此时已近傍晚,众人又渴又饿,高杰喊着要歇息,白胜祖指着前方绿树说:“那有个山庄,咱们去那歇歇脚。”到了庄口,见路南有个饭铺,五间房外挂着天棚,周围用苇子围着,门口有四棵杨柳树。七人进了天棚东边坐下,喊来个十八九岁的小伙计,干净利落很是机灵。马成龙要了壶茶,问:“这村叫什么?”小伙计说:“邓家庄。”又问有什么吃的,小伙计说只有家常便饭。马成龙点了酒和八样菜,正吃着,西边来了两个二十多岁的汉子,紫花布衣裳,一脸横肉,进门就喊:“掌柜的,我们庄主爷来了贵客,厨房菜不够,跟你借只鸡、三只鸭子、点藕和两尾鱼。”掌柜的问:“什么贵客这么排场?”汉子说:“是八路都会总吴代光,从祁河寺败下来,说后面有清军追来。我们庄主追魂太岁邓天魁留他住下,说‘有我在,不怕清军’。邓庄主外甥秦远死在祁河寺,他正想报仇呢。”

等汉子走后,马成龙把小伙计叫过来:“这邓庄主什么来头?”小伙计说:“叫邓天魁,天地会会总,使一口龙泉宝剑,能削铁断金,还会打各种暗器,就住西边路北,门口有龙爪槐的瓦房。”众人吃完算帐,先到村后山神庙歇着,等到天黑,个个背插单刀,留马成龙守庙,其余人趁着初鼓时分的夜色,摸向邓家庄。

第六十回众豪杰夜探邓家庄六英雄遇险身被获

六位英雄潜到邓天魁宅院后方,纷纷施展轻功跃上墙头。
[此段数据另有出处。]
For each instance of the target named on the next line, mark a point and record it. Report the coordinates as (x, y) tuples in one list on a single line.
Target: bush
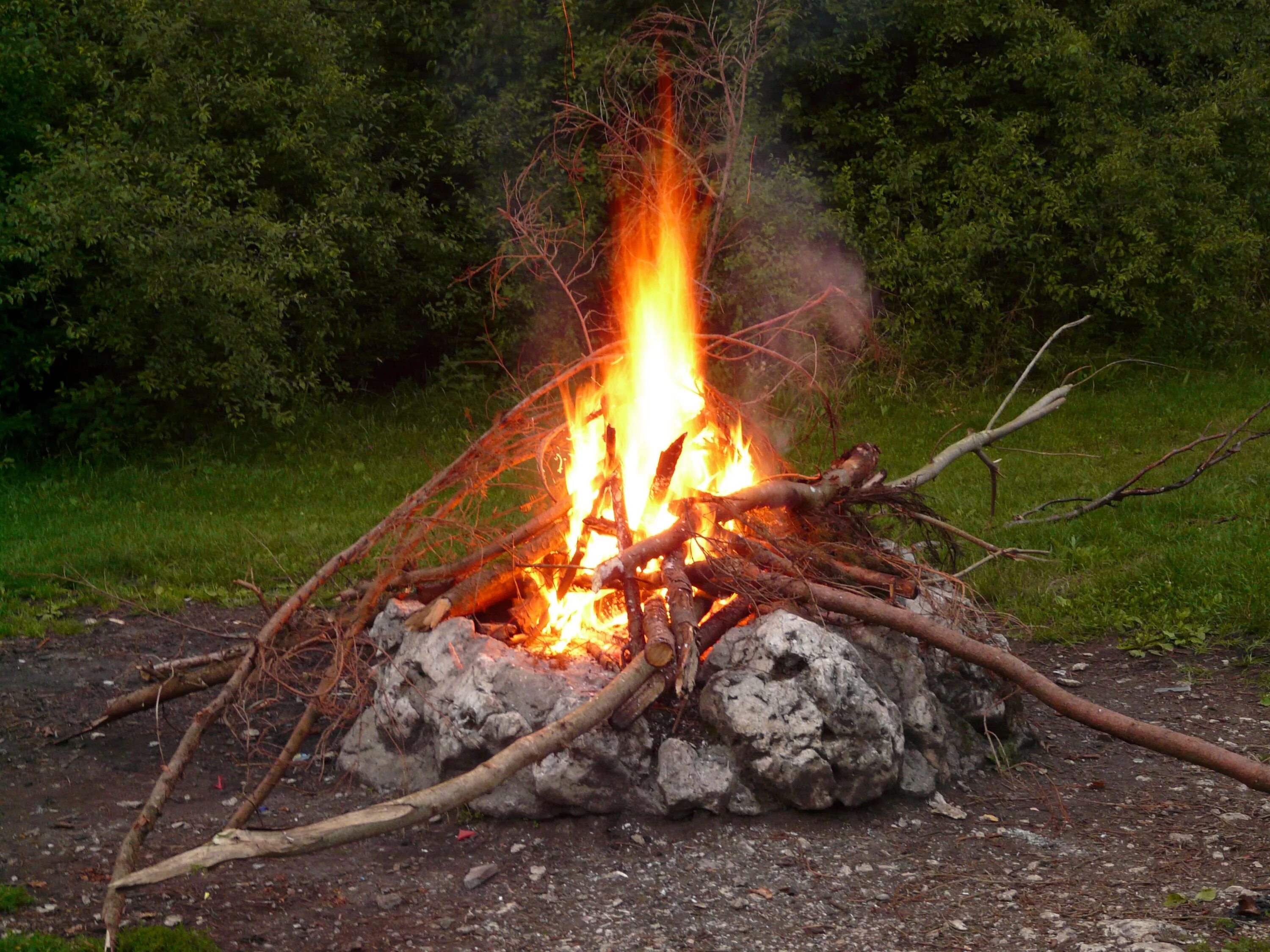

他们掏出问路石子抛进院内,听着落地声确认是实土,便轻轻跳下。这后院原是座花园,十几棵大树枝叶交错,各色花草开得正盛,北边有三间小楼,西边是座花亭,花亭东边还长着一株玫瑰树,不远处有个院子挂着“丹桂轩”的牌子。正打量间,只见一个人从南边角门进来,一手提灯笼一手捧食盒,边走边嘟囔:“有点钱就摆谱!离厨房这么远,还得一趟趟来回送!”说着便朝丹桂轩走去。等他送完回来,马梦太猛地一脚将他踹倒。那人吓得直喊“爷爷饶命”,马梦太低声喝问:“邓天魁和吴恩在哪儿?说实话饶你,不然现在就杀了你!”那人忙说:“在前厅呢,刚摆上晚饭正吃着呢。”马梦太把他捆在树上堵了嘴,众人便上房,蹿房越脊来到前厅。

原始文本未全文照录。